“The Gilded Age”—Greed and Betrayal
The Gilded Age (2022), created and produced by Julian Fellowes (of Downton Abbey fame) opens in 1882 in a small town in Pennsylvania. The penniless but “pedigreed” young Marian Brook (newcomer Louisa Jacobson has little recourse but to move to New York to live with her wealthy Aunt Agnes van Rhijn (Christine Baranski) and her Aunt Ada (Cynthia Nixon). A young aspiring Black writer, Peggy Scott (Denée Benton), lends money to Marian for a train ticket to New York and their unlikely friendship begins.
Across the street lives a spectacularly wealthier family, George (Morgan Spector) and Bertha Russell (Carrie Coon), who have made their fortune in the railroad industry. In a Gilded Age in which the wealth of the new tycoons disrupts the entitlement and social decorum of the Mayflower old-money, the young Marian represents the cusp of the twentieth century, marking a modern age in which the established rules of the previously powerful will be challenged, and in some important aspects, replaced at the very foundation of institutions and government. Marian must choose which life she wants to lead: the Van Rhijn “respectable” lifestyle or that of the “flamboyant” Russells. Romance complicates Marian’s choices.
A period of dramatic socio-economic and political upheaval, the American Gilded Age was also a period of extreme wealth and political corruption. Beginning in the 1870’s after the Civil War, a number of novels depicted the times with biting satire and criticism. The name “Gilded Age” itself derives from Mark Twain’s muckraking novel, The Gilded Age (1873).
[ “Captains of industry” and “robber barons” grew super-wealthy through corporate monopolies created in the steel, petroleum, real estate and railroad industries: John D. Rockefeller, Andrew Carnegie, Leland Stanford, Cornelius Vanderbilt, and J.P. Morgan.]
The inevitable and electrifying battle of wills and egos begins. The old guard—represented by the dowager Agnes van Rhijn and Lina Astor—have no desire to welcome the newly wealthy into their inner circle. But Bertha Russell will have none of it. As she is determined to anchor her family into New York society at all costs, she is willing to control her husband and adult children to achieve her goal—Lady Macbeth style.
The Gilded Age” also skewers class and race bigotry, including a lot of “upstairs-downstairs” scenes we would expect from the creator of “Downton Abbey.” And the dialogue is as witty and hilarious—the choicest zingers spoken by Agnes van Rhijn similar in tone and condescension to Maggie Smith’s character in “Downton Abbey.”
The pacing for the first two episodes is lethargic but gains momentum as we see the discrimination between high society enthralled with their own ancestors and those newer “arrivals” clawing their way into that inner sanctum.
The costumes and mansions are opulent and ostentatious, as you would expect in a drama of class warfare. Most of the characters are unlikable, but even the two domineering matriarchs (Agnes and Bertha) have their redeeming attributes.
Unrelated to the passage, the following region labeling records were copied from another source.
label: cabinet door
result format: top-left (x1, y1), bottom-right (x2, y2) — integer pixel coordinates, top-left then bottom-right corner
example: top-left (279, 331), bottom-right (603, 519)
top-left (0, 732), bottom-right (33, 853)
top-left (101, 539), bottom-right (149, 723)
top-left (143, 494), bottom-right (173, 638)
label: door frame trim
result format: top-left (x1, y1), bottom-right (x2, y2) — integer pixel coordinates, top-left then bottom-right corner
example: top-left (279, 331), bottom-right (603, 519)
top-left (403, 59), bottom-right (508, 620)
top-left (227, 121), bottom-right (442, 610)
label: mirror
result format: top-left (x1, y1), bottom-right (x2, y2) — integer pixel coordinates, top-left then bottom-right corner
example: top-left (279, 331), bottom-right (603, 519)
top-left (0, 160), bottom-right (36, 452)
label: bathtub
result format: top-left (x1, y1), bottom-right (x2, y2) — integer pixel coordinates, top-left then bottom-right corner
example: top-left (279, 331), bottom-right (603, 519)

The cast is superb throughout, even in the small roles, for example, Peggy Scott’s mother, played by Audra McDonald. But the nine-episode series belongs to Christine Baranski and Carrie Coon. Each holds her own in defying the expectations of the other in a battle to seize power and glory, betraying whoever is in their way.
Julian Fellowes delivers another great series!
Availability: HBOMax streaming
lenore gay
Finally, a program I’m watching most of the time. I told my daughter that this was my grandfather’s era and he lived in a mansion with many servants. She has been to see the house. Of course she already knew what I’d told her.As a child I lived there almost three years until my father was home from war.
At first the program felt dull, felt so familiar. Then came other interesting characters and it improved.